The association of GSD1b with neutropenia and neutrophil dysfunction indicates that the putative glucose-6-phosphate translocase has an important function in the leucocytes (Gerin et al., 1999). The microsomal G6P transport has a role in the antioxidant protection of neutrophils and the transporter's genetic defect leads to the impairment of the cellular functions and apoptosis, which may lead to the neutrophil dysfunction (Ozen, 2007). The G6PT mutations with residual transporter activity are found in GSD1b patients without neutropenia. Neutrophil count less than 1000cells/mL is found commonly in all the patients affected by the disease. Other accompanying symptoms include fever, diarrhea and perioral and anal ulcers. The intestinal symptoms do not correlate with the severity of the intestinal symptoms (Janecke et al., 2001). In children frequent otitis, gingivitis and boils are common. Terminal kidney disease may rarely develop which may lead to kidney transplantation. Increased prevalence of hypothyroidism is also possible in the patients (Ozen, 2007).

2.15. Diagnosis

The current laboratory diagnosis of GSD-Ib is confirmed by measuring the enzymatic activities of G6Pase system in both fresh and detergent treated liver specimens obtained by biopsy or autopsy according to the method of Narisawa et al (Kure et al., 1998).

2.16. Treatment

Refractory hypoglycemia liver transplantation can be done to prevent malignant transformation of hepatic adenomas and hypoglycemia improves after liver transplantation, however neutropenia generally continues to be present (Chen et al., 2002).

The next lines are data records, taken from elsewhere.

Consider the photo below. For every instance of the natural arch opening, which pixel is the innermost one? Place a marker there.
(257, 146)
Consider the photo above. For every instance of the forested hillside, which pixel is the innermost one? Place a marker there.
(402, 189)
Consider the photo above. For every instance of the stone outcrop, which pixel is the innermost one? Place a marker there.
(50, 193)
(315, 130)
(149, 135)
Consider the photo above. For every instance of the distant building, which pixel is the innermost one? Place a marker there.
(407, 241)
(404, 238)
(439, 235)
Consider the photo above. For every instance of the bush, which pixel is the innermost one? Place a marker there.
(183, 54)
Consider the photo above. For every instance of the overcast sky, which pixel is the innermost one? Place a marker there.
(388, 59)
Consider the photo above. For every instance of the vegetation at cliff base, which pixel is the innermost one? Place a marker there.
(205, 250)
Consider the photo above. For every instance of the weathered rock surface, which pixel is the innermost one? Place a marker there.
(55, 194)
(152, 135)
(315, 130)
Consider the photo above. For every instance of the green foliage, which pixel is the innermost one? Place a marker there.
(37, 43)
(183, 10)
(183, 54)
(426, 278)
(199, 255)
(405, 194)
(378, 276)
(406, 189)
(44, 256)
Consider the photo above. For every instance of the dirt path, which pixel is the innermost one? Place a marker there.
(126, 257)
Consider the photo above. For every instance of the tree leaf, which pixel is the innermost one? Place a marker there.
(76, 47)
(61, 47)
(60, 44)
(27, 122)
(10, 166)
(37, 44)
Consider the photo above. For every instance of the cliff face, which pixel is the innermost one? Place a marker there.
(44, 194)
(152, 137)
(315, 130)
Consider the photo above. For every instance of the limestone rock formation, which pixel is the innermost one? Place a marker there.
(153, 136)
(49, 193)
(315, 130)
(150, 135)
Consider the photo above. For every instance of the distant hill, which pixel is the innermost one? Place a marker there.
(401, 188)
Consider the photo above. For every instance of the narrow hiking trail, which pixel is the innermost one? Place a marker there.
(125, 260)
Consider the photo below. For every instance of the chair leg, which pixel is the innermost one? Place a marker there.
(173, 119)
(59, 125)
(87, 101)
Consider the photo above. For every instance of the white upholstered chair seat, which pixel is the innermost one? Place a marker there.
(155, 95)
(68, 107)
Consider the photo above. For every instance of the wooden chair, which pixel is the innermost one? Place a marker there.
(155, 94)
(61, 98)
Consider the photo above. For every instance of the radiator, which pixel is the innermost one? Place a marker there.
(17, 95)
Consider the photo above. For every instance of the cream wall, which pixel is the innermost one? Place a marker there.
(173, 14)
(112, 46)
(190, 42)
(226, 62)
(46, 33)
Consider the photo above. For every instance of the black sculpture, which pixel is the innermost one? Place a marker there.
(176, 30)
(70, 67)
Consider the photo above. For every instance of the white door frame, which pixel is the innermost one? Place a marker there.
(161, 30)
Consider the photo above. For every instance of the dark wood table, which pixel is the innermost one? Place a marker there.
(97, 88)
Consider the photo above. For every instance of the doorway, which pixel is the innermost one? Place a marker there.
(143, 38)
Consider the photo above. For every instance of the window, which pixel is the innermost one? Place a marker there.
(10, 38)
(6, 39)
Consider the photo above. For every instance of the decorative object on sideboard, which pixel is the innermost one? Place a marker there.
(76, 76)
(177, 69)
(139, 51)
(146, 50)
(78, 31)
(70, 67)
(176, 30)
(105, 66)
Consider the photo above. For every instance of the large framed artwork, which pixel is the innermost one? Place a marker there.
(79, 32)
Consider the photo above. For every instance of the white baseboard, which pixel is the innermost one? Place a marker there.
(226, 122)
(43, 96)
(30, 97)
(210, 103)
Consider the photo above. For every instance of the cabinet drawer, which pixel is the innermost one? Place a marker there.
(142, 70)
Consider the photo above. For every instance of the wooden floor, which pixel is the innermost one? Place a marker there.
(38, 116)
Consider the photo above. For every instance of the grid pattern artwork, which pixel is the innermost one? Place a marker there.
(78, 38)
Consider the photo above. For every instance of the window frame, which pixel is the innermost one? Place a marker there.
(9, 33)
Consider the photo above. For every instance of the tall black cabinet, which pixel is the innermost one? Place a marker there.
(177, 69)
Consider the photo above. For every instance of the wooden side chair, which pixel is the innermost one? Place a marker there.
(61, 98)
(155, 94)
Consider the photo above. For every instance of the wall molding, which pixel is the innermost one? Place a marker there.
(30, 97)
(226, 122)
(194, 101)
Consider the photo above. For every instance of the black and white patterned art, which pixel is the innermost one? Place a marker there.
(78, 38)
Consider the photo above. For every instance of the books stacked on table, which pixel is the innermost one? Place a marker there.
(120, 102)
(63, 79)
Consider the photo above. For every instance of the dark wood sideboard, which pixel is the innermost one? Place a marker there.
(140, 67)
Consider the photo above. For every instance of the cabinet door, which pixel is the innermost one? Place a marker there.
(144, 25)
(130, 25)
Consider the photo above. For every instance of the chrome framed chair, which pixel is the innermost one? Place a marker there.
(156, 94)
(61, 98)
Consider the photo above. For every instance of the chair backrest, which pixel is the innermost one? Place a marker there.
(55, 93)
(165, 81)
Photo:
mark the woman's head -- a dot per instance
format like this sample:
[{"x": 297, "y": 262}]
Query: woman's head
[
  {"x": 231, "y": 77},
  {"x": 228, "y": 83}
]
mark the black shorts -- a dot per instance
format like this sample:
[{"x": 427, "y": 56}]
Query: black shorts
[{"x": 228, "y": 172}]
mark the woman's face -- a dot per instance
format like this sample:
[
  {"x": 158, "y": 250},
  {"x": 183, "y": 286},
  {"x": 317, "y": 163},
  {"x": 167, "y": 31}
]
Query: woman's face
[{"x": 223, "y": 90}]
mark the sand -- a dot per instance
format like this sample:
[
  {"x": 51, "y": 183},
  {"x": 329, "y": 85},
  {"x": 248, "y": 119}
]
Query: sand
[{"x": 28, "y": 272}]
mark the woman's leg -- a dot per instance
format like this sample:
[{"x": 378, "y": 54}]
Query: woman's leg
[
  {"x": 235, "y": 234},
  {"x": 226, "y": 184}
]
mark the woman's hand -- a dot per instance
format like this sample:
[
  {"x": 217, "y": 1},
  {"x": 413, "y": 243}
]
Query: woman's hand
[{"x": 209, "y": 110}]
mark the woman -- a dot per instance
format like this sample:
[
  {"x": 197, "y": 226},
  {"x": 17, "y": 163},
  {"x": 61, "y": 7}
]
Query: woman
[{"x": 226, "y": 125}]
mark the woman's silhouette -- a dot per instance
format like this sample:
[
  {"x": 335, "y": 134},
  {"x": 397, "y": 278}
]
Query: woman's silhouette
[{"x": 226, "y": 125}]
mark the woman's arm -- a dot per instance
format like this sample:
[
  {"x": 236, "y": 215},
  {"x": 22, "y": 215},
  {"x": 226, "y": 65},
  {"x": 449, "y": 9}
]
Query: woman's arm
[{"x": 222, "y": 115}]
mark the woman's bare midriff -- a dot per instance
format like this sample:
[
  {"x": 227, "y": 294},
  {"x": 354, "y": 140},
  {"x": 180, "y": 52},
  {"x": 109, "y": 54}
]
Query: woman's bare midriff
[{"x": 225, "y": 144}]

In infants, feeding of uncooked starch is beneficial in controlling hypoglycemia and lactic acidosis. It also reduces hepatomegaly and improves the linear growth of children. As the patients grow older the disorder is easily managed with frequent ay time and the metabolic complications become less severe (Hou et al., 1999).The kidney disease often is treated by kidney transplantation (Ozen, 2007). The dietary therapy also involves the nasogastric infusion of glucose or frequent oral administration of uncooked corn starch, granulocyte colony stimulating factor (GCSF) therapy may restore myeloid functions (Chen et al., 2002). Defects in neutrophil chemotaxis and intracellular bacterial killing have been described and appear to be corrected by the use of G-CSF (Ozen, 2007).